A local official blamed the attacks on jihadists putting the death toll at 24, saying the killings occurred at Ebak some 35 kilometres (23 miles) north of Gao and neighbouring hamlets.
An official, in Gao the main town in the region, described a "general panic" in the area.
The situation in Anchawadj was "very concerning," and civilians were fleeing the area fearing further violence, he added.
Following Saturday's bloodshed, a mine killed a UN peacekeeper Sunday as he was out on patrol further north, at Kidal, the head of the UN's MINUSMA Mali force El Ghassim Wane tweeted.
A MINUSMA official told AFP on condition of anonymity that the peacekeeper was part of the Guinean contingent.

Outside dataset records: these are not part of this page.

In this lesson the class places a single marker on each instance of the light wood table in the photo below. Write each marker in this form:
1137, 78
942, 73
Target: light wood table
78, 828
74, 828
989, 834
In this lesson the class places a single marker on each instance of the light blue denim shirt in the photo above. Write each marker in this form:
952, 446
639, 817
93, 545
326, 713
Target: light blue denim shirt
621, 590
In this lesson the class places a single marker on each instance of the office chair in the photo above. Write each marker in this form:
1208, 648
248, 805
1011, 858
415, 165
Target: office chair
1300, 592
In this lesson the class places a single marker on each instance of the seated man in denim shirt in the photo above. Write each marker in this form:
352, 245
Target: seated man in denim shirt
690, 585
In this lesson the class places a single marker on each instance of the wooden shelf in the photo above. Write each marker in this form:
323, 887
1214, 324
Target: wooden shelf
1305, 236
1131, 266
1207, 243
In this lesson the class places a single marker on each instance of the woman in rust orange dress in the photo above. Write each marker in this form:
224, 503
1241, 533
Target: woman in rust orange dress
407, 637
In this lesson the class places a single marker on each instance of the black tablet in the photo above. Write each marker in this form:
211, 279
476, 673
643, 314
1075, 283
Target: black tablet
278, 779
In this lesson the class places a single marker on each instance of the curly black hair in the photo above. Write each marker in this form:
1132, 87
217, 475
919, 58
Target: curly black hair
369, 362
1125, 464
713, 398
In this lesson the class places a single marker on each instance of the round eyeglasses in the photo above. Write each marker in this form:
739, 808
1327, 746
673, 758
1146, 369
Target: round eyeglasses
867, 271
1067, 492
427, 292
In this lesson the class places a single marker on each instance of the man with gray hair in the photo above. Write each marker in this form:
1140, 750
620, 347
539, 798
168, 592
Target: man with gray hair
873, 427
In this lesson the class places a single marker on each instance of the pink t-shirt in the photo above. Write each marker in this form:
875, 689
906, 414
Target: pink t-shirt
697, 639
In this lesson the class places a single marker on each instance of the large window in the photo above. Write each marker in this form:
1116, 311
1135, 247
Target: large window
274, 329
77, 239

While there has been no official confirmation that the attacks were carried out by jihadist groups, fighters affiliated to either Al-Qaeda or the Islamic State group are active in the region.
The region has become increasingly violent and unstable since Tuareg separatist rebels rose up against the government in 2012.
Jihadist fighters took advantage of their rebellion to launch their own offensive, threatening the capital Bamako in the south until a French-led force pushed them back in 2013.
The Tuareg separatists and the government agreed a peace accord in 2015, but it has yet to be applied. So now Mali's weak, national government faces both separatist and jihadist insurgencies in the north of the country.
For as well as the separatist groups who were part of the stalled 2015 peace deal, Mali's government also has to contend with the jihadist groups.
They target those they deem to be supporters of the state apparatus. The north of the country is a largely desert region that is all but devoid of state infrastructure.
"A good part of the Gao region and that of Menaka" are occupied by the jihadists, said the official in Gao. "The state must do something."
Some of the rebel groups have also been fighting each other as they battle for influence and territory. Adding to the volatile mix are traffickers and other criminal groups.